My biggest issue with the teams of statisticians I've worked with before is that they lack a basic understanding of computer science. My biggest complaint dealing with the software developers on analytics projects is they don't understand statistics. I heard a great quote for which I don't remember the source (I paraphrase here): "A data scientist is someone who knows more computer science than a statistician, and more statistics than a computer scientist." The nature of the analytics world right now suggests that this type of specialty is sorely needed in many places.
"Data Scientist (n.): Person who is better at statistics than any software engineer and better at software engineering than any statistician."
I'm a data scientist, and I'll readily admit that your definition describes me well.
I have a background in IT and programming. I did it for over 10 years. I was wondering, though, how much demand is there for data scientists? And, what kind of salaries could I expect?

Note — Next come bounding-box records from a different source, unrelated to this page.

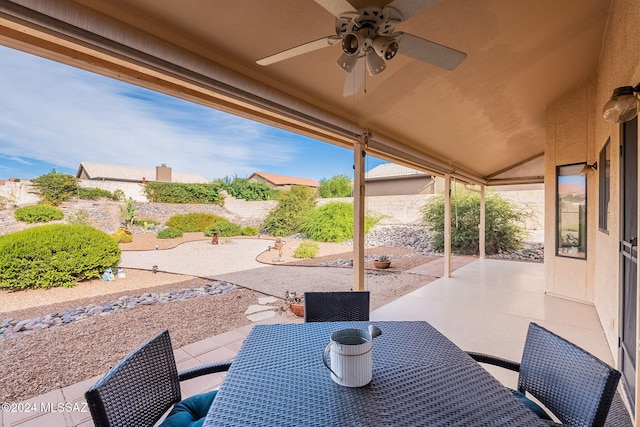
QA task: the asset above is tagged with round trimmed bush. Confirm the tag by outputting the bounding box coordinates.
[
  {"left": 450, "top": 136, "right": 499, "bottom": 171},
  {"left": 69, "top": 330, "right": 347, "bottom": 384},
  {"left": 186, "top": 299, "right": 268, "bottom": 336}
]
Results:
[
  {"left": 156, "top": 228, "right": 182, "bottom": 239},
  {"left": 111, "top": 228, "right": 133, "bottom": 243},
  {"left": 293, "top": 242, "right": 320, "bottom": 258},
  {"left": 204, "top": 219, "right": 242, "bottom": 237},
  {"left": 13, "top": 205, "right": 64, "bottom": 224},
  {"left": 0, "top": 224, "right": 120, "bottom": 289}
]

But really, the term to me more or less means "mathematically literate." I know, there are some techniques that seem to be specifically associated with data science, like the analysis of large scale datasets, but many engineering and mathematical disciplines do deal with this already.
There's a reason these jobs want someone who has a degree in... math, statistics, computer science, operations research, physics, engineering, hell, let's just say "or related field" and be done with it.
It's partly because these fields contribute to intersection called "data science", but my real guess is that a degree in any of these fields means that you're probably mathematically literate. You've done one of those majors that requires you to take calculus of several variables, linear algebra, some differential equations, some kind of probability and statistics, probably write a computer program or two, and then focus on some more specific branch in depth where you learn to model things mathematically.
A good humanities curriculum will impart knowledge, sure, but it also trains you to read dense material, make sense of it, and express some kind of insight about it. A good "stem" curriculum does the same thing, except with numbers and data.
There was a time when someone could get a job by being highly literate. I see this as a similar situation - if you're mathematically literate at a reasonably high level, you're probably employable.
When I think of big data, the first thing that pops into my head is Insurance Actuarial tables, and that's not interesting to me. Are statistics suddenly the hottest and most interesting thing in the world because we can run experiments over larger datasets? Maybe, but I think that most engineers capable of doing the kinds of analysis these firms want would be better suited to harder problems.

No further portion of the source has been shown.